The brain operates at a very high metabolic rate, controlling much of the body's nutrient supply to support structure and fuel body function.Nutritional psychiatry posits that diet may contribute to resilience or risk of mental illness. The effects of diet on major depressive disorder have recently become an area of ​​increased interest study intensely. Two meta-analyses on diet and depression have supported the observation that a Mediterranean-style diet is associated with a protective effect against depression (as well as stroke and cognitive decline), in which a Western diet is associated with an increased risk of depression. In another meta-analysis, Lai and colleagues concluded that diets rich in fruits, vegetables, fish, and whole grains were associated with a reduced risk of depression.These findings suggest that what we eat can influence how we think, or at least how we feel.What diet do patients with bipolar disorder usually follow? Had several cross-sectional studies evaluated the diets of small groups of people with bipolar disorder patients. Jacka and colleagues compared the diets of 23 bipolar women disorder in 691 women with no history of depression. They discovered that bipolar patients had diets with both higher energy intake and blood sugar levels than the control group. Additionally, diet scores indicate higher consumption of a Western-style diet and lower scores for traditional diets (vegetables, fruits, beef, lamb, fish , and whole-grain foods). Elmslie and colleagues examined the food intake over the previous 24 hours of 89 bipolar outpatients, compared with the food intake of 445 age- and sex-matched control subjects. They found that bipolar patients consumed more total carbohydrates, sucrose, soft drinks, sugary drinks, cakes and sweets.
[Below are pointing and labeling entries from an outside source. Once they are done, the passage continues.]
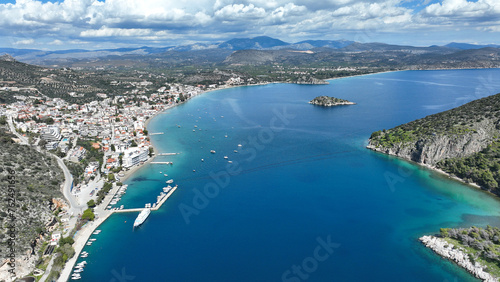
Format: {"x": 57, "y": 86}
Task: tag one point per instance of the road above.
{"x": 23, "y": 139}
{"x": 75, "y": 207}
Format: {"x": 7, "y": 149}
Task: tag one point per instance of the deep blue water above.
{"x": 303, "y": 198}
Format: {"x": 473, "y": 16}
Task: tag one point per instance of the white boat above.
{"x": 142, "y": 217}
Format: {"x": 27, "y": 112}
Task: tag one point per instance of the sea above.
{"x": 291, "y": 193}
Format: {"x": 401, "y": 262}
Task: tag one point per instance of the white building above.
{"x": 135, "y": 155}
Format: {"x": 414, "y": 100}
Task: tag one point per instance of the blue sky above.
{"x": 93, "y": 24}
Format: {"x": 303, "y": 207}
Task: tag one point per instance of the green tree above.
{"x": 91, "y": 203}
{"x": 88, "y": 214}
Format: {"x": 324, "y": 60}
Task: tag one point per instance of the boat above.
{"x": 142, "y": 217}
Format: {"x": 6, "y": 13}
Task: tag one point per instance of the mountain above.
{"x": 334, "y": 44}
{"x": 260, "y": 42}
{"x": 463, "y": 141}
{"x": 467, "y": 46}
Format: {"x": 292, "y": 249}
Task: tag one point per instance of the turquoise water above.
{"x": 302, "y": 199}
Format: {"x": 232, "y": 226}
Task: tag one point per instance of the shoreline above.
{"x": 83, "y": 235}
{"x": 455, "y": 254}
{"x": 103, "y": 216}
{"x": 436, "y": 170}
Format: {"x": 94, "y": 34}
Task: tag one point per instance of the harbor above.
{"x": 83, "y": 236}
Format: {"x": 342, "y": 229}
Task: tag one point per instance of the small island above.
{"x": 326, "y": 101}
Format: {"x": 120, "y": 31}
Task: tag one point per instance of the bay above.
{"x": 303, "y": 199}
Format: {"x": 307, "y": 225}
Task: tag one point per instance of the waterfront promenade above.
{"x": 82, "y": 236}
Kilbourne and colleagues, looking at the nutrition of veterans, evaluated the lifestyle reports of 1,945 veterans with bipolar disorder and compared them with 3,086 veterans.

No diagnosed mental disorder. They found no difference in reported fruit and vegetable consumption, but observed that this actually reflected generally low consumption in the general population. What these studies highlight is that bipolar patients tend to have less healthy diets, but it remains unclear how that diet is applied.

And bipolar disorder may interact. It is possible that poor diet quality may play a causal role in bipolar disorder.It is possible that poor diet quality is a lifestyle factor associated with this disease.It is possible that poor diet quality is due to treatment methods.

It is possible that bipolar patients preferentially use sweet and fatty foods as a method of self-medication. It is also possible that diet quality and bipolar disorder interact in some ways. One dietary modification often mentioned for use in bipolar disorder is omega-3 fatty acid supplementation.These polyunsaturated fats (PUFAs) are abundant to health, is very underrepresented in the Western diet and is considered plays an important role in promoting brain health. Docosahexaenoic Acid Omega-3 PUFA (DHA) and eicosapentaenoic acid (EPA), which are of marine origin (including fish and algae), are often considered important for brain and mental health trouble.The brain is mainly composed of lipids in proportion to saturated fatty acids, monounsaturated fatty acids, and PUFAs The main PUFA found in the brain is arachidonic acid, an omega-6 fatty acid (AA; 20:4n-6) and omega-3 fatty acid DHA.

Vitamin D and folate are essential for good neuronal functioning and have been shown to be helpful in depression. Low levels of vitamin D have been associated with bipolar disorder; however, there have not been any studies looking at the efficacy of vitamin D treatment in bipolar disorder.